You can use Apache Commons IO, in particular the FileUtils class. That would give something like:
import java.io.File;
import java.util.Collection;
import org.apache.commons.io.*;
import org.apache.commons.io.filefilter.*;
public class SearchDocFiles {
public static String[] EXTENSIONS = { "doc", "docx" };
public Collection<File> searchFilesWithExtensions(final File directory, final String[] extensions) {
return FileUtils.listFiles(directory,
extensions,
true);
}
public Collection<File> searchFilesWithCaseInsensitiveExtensions(final File directory, final String[] extensions) {
IOFileFilter fileFilter = new SuffixFileFilter(extensions, IOCase.INSENSITIVE);
return FileUtils.listFiles(directory,
fileFilter,
DirectoryFileFilter.INSTANCE);
}
public static void main(String... args) {
// Case sensitive
Collection<File> documents = new SearchDocFiles().searchFilesWithExtensions(
new File("/tmp"),
SearchDocFiles.EXTENSIONS);
for (File document: documents) {
System.out.println(document.getName() + " - " + document.length());
}
// Case insensitive
Collection<File> caseInsensitiveDocs = new SearchDocFiles().searchFilesWithCaseInsensitiveExtensions(
new File("/tmp"),
SearchDocFiles.EXTENSIONS);
for (File document: caseInsensitiveDocs) {
System.out.println(document.getName() + " - " + document.length());
}
}
}
Check this method.
public void getFiles(String path) {
File dir = new File(path);
String[] children = dir.list();
if (children != null) {
for (int i = 0; i < children.length; i++) {
// Get filename of file or directory
String filename = children[i];
File file = new File(path + File.separator + filename);
if (!file.isDirectory()) {
if (file.getName().endsWith(".doc") || file.getName().endsWith(".docx")) {
System.out.println("File Name " + filename + "(" + file.length()+" bytes)");
}
} else {
getFiles(path + File.separator + filename);
}
}
}
}
If you want to find all the files with .doc(x) extensions, you can use java.io.File.list(FileFilter) method, say:
public java.util.List mswordFiles(java.io.File dir) {
java.util.List res = new java.util.ArrayList();
_mswordFiles(dir, res);
return res;
}
protected void _mswordFiles(java.io.File dir, java.util.List res) {
java.io.File [] files = dir.listFiles(new java.io.FileFilter() {
public boolean accept(java.io.File f) {
String name = f.getName().toLowerCase();
return !f.isDirectory() && (name.endsWith(".doc") || name.endsWith(".docx"));
}
});
for(java.io.File f:files) {res.add(f);}
java.io.File [] dirs = dir.listFiles(new java.io.FileFilter() {
public boolean accept(java.io.File f) {
return f.isDirectory();
}
});
for(java.io.File d:dirs) {_mswordFiles(d, res);}
}
I don't have enough reputation to comment so have to submit this as an 'answer':
#khachik You can ignoreCase or upper/lower case as you need. – Martijn Verburg Nov 10 '10 at 12:02
This took me a bit to figure out and finally found how to ignore case with this solution:
Add
public static final IOFileFilter filter = new SuffixFileFilter(EXTENSIONS, IOCase.INSENSITIVE);
Then modify searchFilesWithExtensions method to return FileUtils.listFiles(
directory, filter, DirectoryFileFilter.DIRECTORY );
You may want to look into extracting MSWord text using Apache POI and indexing them through Lucene (for accuracy, flexibility, and speed of searching). Nutch and Solr both have helper libraries for Lucene which you can use to speed things up (that is if Lucene core is not sufficient).

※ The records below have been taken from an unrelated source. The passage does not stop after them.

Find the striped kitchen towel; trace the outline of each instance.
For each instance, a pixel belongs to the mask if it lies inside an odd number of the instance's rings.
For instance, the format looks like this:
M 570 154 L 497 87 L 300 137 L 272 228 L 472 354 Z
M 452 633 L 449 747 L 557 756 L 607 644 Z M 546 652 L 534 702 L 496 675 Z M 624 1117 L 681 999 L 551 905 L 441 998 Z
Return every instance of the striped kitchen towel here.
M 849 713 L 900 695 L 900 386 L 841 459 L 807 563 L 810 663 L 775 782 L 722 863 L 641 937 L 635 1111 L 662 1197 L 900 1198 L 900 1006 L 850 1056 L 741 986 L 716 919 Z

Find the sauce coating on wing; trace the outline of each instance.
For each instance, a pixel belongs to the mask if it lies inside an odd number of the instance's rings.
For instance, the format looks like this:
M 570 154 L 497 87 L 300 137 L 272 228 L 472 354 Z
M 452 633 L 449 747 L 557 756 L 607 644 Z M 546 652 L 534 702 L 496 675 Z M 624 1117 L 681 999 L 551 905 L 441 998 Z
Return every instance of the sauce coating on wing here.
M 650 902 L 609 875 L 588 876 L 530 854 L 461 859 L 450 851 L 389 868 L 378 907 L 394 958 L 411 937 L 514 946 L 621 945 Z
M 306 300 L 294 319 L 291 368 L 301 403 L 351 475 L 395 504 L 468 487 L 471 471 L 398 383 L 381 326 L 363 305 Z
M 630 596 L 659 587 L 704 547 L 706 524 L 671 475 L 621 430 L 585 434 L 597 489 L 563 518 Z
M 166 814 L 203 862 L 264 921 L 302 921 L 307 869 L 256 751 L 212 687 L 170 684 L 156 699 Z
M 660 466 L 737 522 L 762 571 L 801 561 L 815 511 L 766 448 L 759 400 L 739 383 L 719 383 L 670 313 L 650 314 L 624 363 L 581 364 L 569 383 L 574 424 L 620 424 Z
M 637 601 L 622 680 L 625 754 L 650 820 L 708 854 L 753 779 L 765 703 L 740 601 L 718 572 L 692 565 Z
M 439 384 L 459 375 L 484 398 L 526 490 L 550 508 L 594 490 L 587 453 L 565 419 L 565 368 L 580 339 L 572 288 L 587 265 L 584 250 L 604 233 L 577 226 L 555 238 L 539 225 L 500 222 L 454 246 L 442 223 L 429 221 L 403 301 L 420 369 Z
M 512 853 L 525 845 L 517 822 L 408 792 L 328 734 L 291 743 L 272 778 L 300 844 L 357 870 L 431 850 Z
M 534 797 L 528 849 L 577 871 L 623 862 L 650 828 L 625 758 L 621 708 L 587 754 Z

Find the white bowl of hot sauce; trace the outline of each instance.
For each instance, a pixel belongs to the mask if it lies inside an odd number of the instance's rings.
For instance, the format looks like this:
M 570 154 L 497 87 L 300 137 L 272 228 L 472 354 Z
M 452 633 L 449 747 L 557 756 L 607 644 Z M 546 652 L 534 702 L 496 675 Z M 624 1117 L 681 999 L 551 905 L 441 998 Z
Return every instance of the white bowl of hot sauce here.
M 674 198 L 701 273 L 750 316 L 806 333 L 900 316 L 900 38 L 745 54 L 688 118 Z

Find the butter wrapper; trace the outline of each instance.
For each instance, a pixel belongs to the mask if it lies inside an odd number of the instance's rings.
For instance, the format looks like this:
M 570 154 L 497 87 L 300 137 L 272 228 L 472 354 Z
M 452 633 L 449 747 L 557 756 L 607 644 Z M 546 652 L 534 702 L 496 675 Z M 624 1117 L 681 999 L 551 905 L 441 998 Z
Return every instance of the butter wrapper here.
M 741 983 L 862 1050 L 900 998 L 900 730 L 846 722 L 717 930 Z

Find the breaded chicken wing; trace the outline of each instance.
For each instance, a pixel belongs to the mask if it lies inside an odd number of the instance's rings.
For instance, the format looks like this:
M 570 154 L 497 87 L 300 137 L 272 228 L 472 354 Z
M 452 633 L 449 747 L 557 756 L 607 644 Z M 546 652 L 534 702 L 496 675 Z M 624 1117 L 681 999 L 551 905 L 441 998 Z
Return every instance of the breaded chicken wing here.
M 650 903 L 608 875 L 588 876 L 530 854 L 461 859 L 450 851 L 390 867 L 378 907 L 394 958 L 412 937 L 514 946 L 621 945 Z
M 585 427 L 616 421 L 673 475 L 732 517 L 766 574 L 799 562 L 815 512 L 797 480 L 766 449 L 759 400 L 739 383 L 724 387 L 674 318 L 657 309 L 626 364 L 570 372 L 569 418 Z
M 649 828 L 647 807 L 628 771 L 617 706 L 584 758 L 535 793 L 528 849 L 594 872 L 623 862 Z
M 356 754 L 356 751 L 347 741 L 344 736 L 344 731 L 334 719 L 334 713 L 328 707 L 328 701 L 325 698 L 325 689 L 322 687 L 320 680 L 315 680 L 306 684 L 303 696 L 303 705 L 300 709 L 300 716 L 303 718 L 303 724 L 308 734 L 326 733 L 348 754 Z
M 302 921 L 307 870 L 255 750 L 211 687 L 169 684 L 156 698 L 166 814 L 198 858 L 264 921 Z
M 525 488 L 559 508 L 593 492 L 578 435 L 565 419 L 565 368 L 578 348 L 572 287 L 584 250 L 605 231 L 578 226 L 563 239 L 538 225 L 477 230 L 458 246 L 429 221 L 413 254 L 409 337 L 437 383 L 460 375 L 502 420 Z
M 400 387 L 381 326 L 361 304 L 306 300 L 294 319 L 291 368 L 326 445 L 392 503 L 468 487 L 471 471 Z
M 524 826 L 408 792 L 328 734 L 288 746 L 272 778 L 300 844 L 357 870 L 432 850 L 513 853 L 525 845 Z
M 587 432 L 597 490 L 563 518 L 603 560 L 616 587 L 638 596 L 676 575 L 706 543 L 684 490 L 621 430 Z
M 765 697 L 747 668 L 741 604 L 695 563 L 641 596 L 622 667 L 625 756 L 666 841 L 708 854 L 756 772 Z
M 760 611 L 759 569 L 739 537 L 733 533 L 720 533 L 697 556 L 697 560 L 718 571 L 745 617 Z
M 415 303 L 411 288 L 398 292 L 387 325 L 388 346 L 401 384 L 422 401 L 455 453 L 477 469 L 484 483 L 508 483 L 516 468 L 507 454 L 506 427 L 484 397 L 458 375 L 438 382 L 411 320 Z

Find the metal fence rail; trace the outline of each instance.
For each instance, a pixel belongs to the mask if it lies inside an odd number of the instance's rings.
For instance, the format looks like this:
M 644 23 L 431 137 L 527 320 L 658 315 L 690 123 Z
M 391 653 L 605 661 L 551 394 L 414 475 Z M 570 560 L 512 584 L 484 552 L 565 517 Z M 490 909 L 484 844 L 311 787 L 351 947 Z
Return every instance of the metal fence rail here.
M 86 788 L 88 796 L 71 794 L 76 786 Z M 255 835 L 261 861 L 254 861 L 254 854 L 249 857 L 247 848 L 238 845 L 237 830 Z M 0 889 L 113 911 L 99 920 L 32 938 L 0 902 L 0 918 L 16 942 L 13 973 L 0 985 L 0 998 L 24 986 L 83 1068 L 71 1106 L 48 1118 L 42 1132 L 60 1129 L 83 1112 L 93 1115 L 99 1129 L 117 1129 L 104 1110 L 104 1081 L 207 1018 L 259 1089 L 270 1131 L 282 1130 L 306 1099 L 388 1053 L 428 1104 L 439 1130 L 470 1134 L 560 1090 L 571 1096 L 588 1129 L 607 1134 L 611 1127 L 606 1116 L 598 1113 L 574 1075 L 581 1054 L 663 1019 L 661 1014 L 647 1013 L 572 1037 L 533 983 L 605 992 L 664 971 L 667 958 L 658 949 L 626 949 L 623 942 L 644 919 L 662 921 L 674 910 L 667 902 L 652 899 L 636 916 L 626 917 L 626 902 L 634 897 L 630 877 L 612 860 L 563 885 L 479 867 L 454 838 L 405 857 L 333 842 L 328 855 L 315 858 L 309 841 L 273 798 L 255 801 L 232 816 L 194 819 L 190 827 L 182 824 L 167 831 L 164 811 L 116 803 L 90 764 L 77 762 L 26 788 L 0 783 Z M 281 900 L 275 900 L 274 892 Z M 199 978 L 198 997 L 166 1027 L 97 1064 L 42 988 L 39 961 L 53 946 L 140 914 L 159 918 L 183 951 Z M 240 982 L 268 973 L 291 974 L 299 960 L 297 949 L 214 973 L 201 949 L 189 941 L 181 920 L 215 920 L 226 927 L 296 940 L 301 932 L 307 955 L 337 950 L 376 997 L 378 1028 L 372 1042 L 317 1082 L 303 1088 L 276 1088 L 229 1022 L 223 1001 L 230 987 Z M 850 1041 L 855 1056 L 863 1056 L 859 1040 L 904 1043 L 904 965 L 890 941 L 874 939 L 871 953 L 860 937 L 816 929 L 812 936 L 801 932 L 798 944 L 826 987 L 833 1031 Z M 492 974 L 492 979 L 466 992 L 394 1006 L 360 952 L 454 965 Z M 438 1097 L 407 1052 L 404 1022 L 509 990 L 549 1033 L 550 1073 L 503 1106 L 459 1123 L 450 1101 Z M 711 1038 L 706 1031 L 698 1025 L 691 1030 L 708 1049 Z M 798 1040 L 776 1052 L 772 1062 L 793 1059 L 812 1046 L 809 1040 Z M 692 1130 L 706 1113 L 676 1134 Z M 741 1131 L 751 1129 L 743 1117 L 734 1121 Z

[update] I have misunderstood the original question (before the update). You just need to search the filesystem using Java?? Java API can do that. Apache also has a library (Commons IO) that includes a file utility to list all files under a directory including its subdirectories given a filter. I've used it before, e.g. FileUtils.listFiles(dir, filefilter, dirfilter) or FileUtils.listFiles(dir, extensions[], recursive). Then do your search function from that list.